What a radical idea! Learning through your life experiences and acquiring the applicable skills you needed along the way? By doing? You mean Jesus was in large part unschooled? Blasphemy!
And boys that did have formal schooling in reading and studying scripture stopped at age 13 to go work with his family or under an apprentice to learn a trade.
“Learning wasn’t so much about retaining data as it was about gaining essential wisdom for living, absorbing it from those around him. This was the ancient method whereby rabbis trained their disciples.”
This particularly strikes a chord with me because the reason I first decided to bring my children home was so that I could disciple them, not educate them.
Our children are our talmidim. Our disciples. Our learners.
The book describes a rabbi’s (teacher’s) relationship with his disciple as one of constant contact and total commitment. They lived together, ate together, worked together, talked together.
“The goal wasn’t just academic learning but personal transformation. The Gospels make it clear that this is the kind of relationship Jesus had with is own disciples. His talmidim followed him everywhere. And as they did, their hearts were challenged and changed.”
This is the goal of Christian unschooling. Not retaining data but raising our children in an unrestrained environment of constant contact and discipleship. Of listening to the spirit and allowing God to play a great hand in igniting passion and talent in our children.
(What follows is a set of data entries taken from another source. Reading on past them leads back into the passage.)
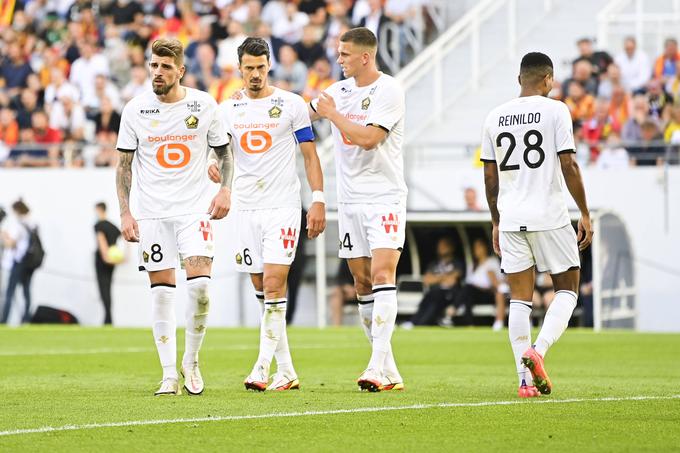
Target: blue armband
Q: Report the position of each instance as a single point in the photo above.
(304, 135)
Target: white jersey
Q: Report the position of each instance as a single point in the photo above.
(377, 175)
(171, 142)
(265, 134)
(524, 137)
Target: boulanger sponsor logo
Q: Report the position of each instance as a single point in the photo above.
(275, 112)
(191, 121)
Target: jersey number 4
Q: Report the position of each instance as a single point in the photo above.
(528, 148)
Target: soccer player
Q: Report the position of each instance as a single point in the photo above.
(267, 124)
(162, 143)
(528, 155)
(366, 111)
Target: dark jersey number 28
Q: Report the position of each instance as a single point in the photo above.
(531, 136)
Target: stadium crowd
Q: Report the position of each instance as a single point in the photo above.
(68, 67)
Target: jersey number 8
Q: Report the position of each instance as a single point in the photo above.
(532, 135)
(173, 155)
(256, 142)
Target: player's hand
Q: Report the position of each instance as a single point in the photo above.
(214, 173)
(326, 105)
(585, 232)
(316, 220)
(496, 241)
(129, 227)
(221, 204)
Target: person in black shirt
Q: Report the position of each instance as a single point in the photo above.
(107, 235)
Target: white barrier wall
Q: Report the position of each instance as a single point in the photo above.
(62, 202)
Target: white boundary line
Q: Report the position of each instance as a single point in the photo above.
(50, 429)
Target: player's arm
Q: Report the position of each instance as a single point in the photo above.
(572, 176)
(366, 137)
(129, 227)
(316, 216)
(224, 167)
(491, 186)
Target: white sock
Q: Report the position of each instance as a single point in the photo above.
(196, 318)
(164, 327)
(271, 329)
(384, 316)
(519, 331)
(366, 318)
(284, 362)
(556, 320)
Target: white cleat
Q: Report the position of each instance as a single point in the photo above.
(392, 383)
(283, 381)
(169, 386)
(370, 380)
(193, 381)
(257, 379)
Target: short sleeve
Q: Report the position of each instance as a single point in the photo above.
(127, 137)
(388, 109)
(218, 133)
(564, 134)
(488, 153)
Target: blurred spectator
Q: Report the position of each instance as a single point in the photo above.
(649, 150)
(582, 73)
(288, 26)
(442, 283)
(16, 239)
(14, 69)
(139, 82)
(599, 59)
(640, 114)
(664, 66)
(634, 64)
(609, 80)
(343, 293)
(318, 79)
(290, 74)
(105, 262)
(580, 102)
(309, 49)
(9, 127)
(613, 156)
(86, 69)
(471, 202)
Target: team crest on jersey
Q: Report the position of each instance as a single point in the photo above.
(191, 121)
(288, 237)
(275, 112)
(194, 107)
(390, 222)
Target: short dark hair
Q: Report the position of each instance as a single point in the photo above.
(534, 67)
(253, 46)
(20, 207)
(361, 36)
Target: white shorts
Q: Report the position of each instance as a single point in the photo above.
(366, 227)
(266, 236)
(552, 251)
(161, 240)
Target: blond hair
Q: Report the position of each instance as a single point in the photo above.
(172, 48)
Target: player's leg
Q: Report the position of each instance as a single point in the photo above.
(556, 252)
(158, 256)
(517, 262)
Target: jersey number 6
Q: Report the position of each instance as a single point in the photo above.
(536, 146)
(256, 142)
(173, 155)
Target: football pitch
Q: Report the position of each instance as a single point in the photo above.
(88, 389)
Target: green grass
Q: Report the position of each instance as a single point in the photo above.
(57, 376)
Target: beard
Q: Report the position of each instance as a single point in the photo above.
(162, 90)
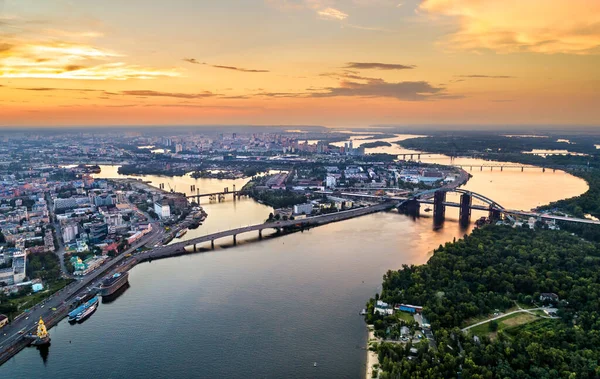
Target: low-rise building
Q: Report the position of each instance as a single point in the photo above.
(162, 209)
(303, 209)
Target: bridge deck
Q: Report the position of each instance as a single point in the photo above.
(164, 251)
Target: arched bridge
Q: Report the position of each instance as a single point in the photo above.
(437, 197)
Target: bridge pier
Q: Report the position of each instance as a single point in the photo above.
(494, 214)
(466, 201)
(411, 207)
(439, 209)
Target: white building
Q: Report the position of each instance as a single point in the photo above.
(330, 181)
(162, 209)
(70, 232)
(303, 209)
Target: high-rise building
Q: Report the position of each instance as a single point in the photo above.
(70, 232)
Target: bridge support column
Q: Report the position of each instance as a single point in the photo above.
(466, 201)
(439, 209)
(494, 214)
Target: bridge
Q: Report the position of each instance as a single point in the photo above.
(179, 247)
(502, 167)
(437, 198)
(214, 195)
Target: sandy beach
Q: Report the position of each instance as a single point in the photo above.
(372, 358)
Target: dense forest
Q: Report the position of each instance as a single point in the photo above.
(370, 145)
(496, 268)
(506, 149)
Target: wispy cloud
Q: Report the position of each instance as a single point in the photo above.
(150, 93)
(374, 88)
(233, 68)
(64, 60)
(485, 76)
(44, 89)
(537, 26)
(332, 14)
(378, 66)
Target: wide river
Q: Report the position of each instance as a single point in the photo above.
(265, 309)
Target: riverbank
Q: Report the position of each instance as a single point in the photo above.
(372, 357)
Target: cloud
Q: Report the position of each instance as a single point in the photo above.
(486, 76)
(43, 89)
(332, 14)
(195, 61)
(150, 93)
(323, 8)
(238, 68)
(44, 56)
(378, 66)
(375, 88)
(536, 26)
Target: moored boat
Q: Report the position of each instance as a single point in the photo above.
(75, 314)
(181, 233)
(111, 284)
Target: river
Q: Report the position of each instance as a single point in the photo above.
(262, 309)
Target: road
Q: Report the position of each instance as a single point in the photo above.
(307, 222)
(60, 300)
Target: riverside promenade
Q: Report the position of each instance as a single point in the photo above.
(58, 305)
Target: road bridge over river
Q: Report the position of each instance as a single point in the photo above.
(179, 247)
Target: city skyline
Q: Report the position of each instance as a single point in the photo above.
(351, 63)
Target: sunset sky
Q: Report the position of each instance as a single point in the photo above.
(338, 63)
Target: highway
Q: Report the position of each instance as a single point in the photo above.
(179, 247)
(61, 299)
(11, 341)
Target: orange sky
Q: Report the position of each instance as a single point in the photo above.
(324, 62)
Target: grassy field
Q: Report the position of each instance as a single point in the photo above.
(26, 302)
(511, 321)
(475, 320)
(405, 316)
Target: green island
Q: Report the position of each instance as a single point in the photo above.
(502, 302)
(370, 145)
(497, 269)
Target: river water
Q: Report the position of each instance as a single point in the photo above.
(262, 309)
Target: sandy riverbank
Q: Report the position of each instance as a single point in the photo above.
(372, 358)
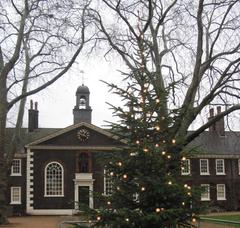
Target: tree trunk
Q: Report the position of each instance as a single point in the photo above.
(3, 171)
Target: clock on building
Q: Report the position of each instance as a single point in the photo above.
(83, 134)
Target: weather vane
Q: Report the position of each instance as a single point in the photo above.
(82, 76)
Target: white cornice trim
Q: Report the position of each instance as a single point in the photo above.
(72, 127)
(216, 156)
(59, 147)
(50, 211)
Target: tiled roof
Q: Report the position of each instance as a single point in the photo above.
(212, 143)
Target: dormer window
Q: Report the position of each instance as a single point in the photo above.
(82, 103)
(83, 163)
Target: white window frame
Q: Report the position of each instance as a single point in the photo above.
(107, 178)
(205, 196)
(222, 172)
(220, 193)
(238, 166)
(188, 172)
(13, 173)
(46, 194)
(13, 200)
(200, 165)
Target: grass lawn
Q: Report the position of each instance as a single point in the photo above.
(226, 217)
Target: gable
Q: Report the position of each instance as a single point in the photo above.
(69, 138)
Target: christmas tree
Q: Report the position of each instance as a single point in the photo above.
(147, 187)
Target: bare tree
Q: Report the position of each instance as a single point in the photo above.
(182, 56)
(191, 50)
(39, 42)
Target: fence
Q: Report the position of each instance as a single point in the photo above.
(217, 223)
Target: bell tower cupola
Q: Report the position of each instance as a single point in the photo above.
(82, 111)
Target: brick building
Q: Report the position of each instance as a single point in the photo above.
(58, 167)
Of discipling by example, allowing our children to be immersed in our lives and experiences so that they can learn to do as we do.
It is not irresponsible, it is not lazy, and Christians unschooling is certainly not a violation of scripture.
It is our attempt at allowing God to more organically shape the lives and futures of our children.
And the veterans of Christian unschooling can tell you that it was effective, life-changing on the part of rabbi and talmidim, and worth every second.